You write a text and Google’s new Image Video tool can generate high-definition videos. To do this, it uses a base video generation model and a sequence of spatial and temporal video super-resolution models. This tool has ability to generate various video and text animations in various artistic styles and with understanding of 3D objects.

That is, a person writes that he wants a video. Examples given by Google: an astronaut riding a horse; coffee falling into a cup; a giraffe in a microwave; view of a castle with tall towers reaching to the clouds in a forest of hills at sunrise; A sheep to the right of a glass of wine… and the Google tool creates these videos by understanding natural language.

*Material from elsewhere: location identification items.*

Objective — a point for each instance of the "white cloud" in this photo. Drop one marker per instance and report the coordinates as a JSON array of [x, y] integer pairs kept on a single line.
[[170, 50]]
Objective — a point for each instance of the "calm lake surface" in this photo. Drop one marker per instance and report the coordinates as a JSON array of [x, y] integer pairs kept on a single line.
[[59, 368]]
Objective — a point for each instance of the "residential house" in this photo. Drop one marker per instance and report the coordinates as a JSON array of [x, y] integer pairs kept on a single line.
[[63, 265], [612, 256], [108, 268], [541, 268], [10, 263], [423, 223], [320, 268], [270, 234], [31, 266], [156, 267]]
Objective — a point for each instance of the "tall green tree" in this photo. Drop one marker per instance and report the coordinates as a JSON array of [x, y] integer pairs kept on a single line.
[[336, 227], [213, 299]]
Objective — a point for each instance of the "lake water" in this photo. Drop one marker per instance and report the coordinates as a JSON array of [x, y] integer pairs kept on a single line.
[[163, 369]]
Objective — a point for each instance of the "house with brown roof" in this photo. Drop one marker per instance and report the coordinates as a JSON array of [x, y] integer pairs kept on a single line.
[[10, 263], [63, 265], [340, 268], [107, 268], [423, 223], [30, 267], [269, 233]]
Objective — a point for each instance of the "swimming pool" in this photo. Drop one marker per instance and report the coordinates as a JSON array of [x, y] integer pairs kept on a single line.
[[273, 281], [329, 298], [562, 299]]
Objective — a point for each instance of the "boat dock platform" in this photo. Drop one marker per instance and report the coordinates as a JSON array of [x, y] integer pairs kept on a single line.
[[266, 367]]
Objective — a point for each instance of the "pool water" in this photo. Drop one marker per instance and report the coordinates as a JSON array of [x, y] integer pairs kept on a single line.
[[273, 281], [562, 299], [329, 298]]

Just a few days ago Meta launched a similar tool, called Make-a-Video. And Google has not been slow to arrive with its own AI. Image Video can generate video clips from a text for example you say, “a teddy bear washing dishes” and in a few seconds it creates a video of a teddy doing the washing up The results are not perfect but, as Google says, is a step towards a system with a “high degree of control” and knowledge of the worldincluding the ability to generate sequences in a range of artistic styles.

It is similar to the hyper popular DALL-E (and its Mini variants and the evolved DALL-E 2, which has become very popular) but in this case with videos. Google already has Parti in the market, a model for generating photorealistic images and it has Google Image that creates photographs from a text (even if it is surreal as we have already been able to verify) that bBuild your technology on Google AI.

How this technology works





Video Image generates high-resolution videos with cascaded diffusion models (technology that in English is called Cascaded Diffusion Models). The first step is to take some input text and pass it through a T5 text encoder. Next, a basic video broadcast model outputs a 16-frame video at 24×48 resolution and 3 frames per second.





Next, Google’s AI uses various temporal (TSR) and spatial (SSR) super-resolution models to upsample and generate a final 128-frame video at 1280×768 resolution and 24 frames per second, which yields result 5.3 seconds of HD video. Image Video uses the Video U-Net architecture to capture spatial fidelity and temporal dynamics. The Video U-Net architecture allows Image Video to model the temporal dynamics long-term.

For now, we can see the results but we cannot test the tool.